Prior confidentiality agreements and, subsequently, the initial draft of the protocol and feasibility questionnaires, must be sent to the coordinator of each service or alternatively to the lead researcher (LR) responsible for the pathology.
The complete list of the coordinators and researchers, as well as their contact details, can be found in Annex I.

For global centre projects, a visit must be arranged with the general coordinator of the clinical research unit (CRU) (Annex I). For specific projects and trials, visits must be arranged with the coordinator of each service (Annex I). The basic details and features of the centre can be found in Annex II.

The project is evaluated by an internal scientific committee (GRICOBAD) which enables obtaining the approval of the centre. The approval of the centre is an indispensable condition for the clinical research ethics committee (CREC) to evaluate the project. The CREC of reference for the projects of the CRU of the ICO is the Germans Trias i Pujol University Hospital CREC.
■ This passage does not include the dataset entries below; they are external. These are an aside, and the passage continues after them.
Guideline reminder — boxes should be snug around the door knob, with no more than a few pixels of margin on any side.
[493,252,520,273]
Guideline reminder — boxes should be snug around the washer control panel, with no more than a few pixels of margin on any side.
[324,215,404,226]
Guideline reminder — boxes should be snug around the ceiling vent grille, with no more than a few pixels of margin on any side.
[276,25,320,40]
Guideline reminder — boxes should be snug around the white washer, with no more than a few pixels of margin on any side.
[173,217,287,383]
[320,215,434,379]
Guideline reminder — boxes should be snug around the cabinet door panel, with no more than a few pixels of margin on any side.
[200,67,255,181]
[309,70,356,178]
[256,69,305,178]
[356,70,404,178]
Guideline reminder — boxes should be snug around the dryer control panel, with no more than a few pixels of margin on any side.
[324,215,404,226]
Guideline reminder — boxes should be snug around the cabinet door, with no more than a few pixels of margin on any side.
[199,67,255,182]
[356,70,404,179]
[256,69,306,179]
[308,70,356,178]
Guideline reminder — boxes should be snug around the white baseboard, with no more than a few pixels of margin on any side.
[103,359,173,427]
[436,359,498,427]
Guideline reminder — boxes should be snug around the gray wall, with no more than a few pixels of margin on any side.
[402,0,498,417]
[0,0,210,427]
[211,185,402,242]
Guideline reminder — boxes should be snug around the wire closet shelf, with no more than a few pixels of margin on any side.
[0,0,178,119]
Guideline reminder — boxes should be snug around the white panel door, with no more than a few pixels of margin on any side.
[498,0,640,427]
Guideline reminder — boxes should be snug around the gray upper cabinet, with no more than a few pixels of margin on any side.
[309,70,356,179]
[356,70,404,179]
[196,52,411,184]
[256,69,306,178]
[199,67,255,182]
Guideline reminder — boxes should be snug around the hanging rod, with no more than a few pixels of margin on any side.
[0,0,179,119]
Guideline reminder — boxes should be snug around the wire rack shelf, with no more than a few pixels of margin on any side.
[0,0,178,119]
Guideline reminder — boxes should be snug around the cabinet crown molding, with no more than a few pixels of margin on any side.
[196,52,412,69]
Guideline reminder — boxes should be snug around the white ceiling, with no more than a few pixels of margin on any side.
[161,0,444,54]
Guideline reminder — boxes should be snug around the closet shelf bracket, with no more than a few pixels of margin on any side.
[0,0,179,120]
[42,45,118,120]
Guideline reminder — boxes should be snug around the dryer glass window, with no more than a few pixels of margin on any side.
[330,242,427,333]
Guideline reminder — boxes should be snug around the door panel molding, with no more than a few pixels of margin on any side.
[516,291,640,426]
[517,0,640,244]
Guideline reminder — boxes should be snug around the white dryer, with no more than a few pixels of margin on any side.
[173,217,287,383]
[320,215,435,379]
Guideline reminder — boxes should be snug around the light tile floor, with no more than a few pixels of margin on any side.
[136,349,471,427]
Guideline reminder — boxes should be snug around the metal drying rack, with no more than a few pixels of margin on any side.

The GRICOBAD meets weekly, while the CREC accepts projects from 1st to 5th of each month and holds its plenary meeting on the last Friday of each month.

To obtain the approval of the centre the trial protocol and the financial report must be sent to the secretary of the GRICOBAD before or at the same time it is sent to the CREC.


Secretary of the GRICOBAD Anna Woessner           awoessner@iconcologia.net
Technical Secretary of the CREC Àngels Fortes           avaluacionsceic.germanstrias@gencat.cat
President of the CREC  Dr.Magí Farre          mfarre.germanstrias@gencat.cat


The CREC has specific additional documentation to admit project applications which is available on the Hospital Universitari Germans Trias i Pujol website or the specific CREC site.
Further information on procedures of the CREC http://www.ceicgermanstrias.cat

The drafting and processing of clinical trial contracts is the responsibility of Carolina Soler. To avoid delays in the processing of the contract, it is recommended to start the proceedings as soon as the CREC has approved the project, or even prepare a preliminary draft before CREC approval if no major drawbacks are envisaged.

Person responsible for contract management:

Carolina Soler Soto    csoler@iconcologia.net
The most important aspects for consideration in the drafting and preparation of the contract, together with the financial and administrative aspects, are set out in Annex III.

The start-up visit will be arranged with the coordinator of the service involved and the LR (Annex I).

It is useful to inform the trials nursing coordinator and the pharmacist in charge directly if you wish to ensure that they are at the same start-up visit or can attend the monitor on the same day as the rest of the team.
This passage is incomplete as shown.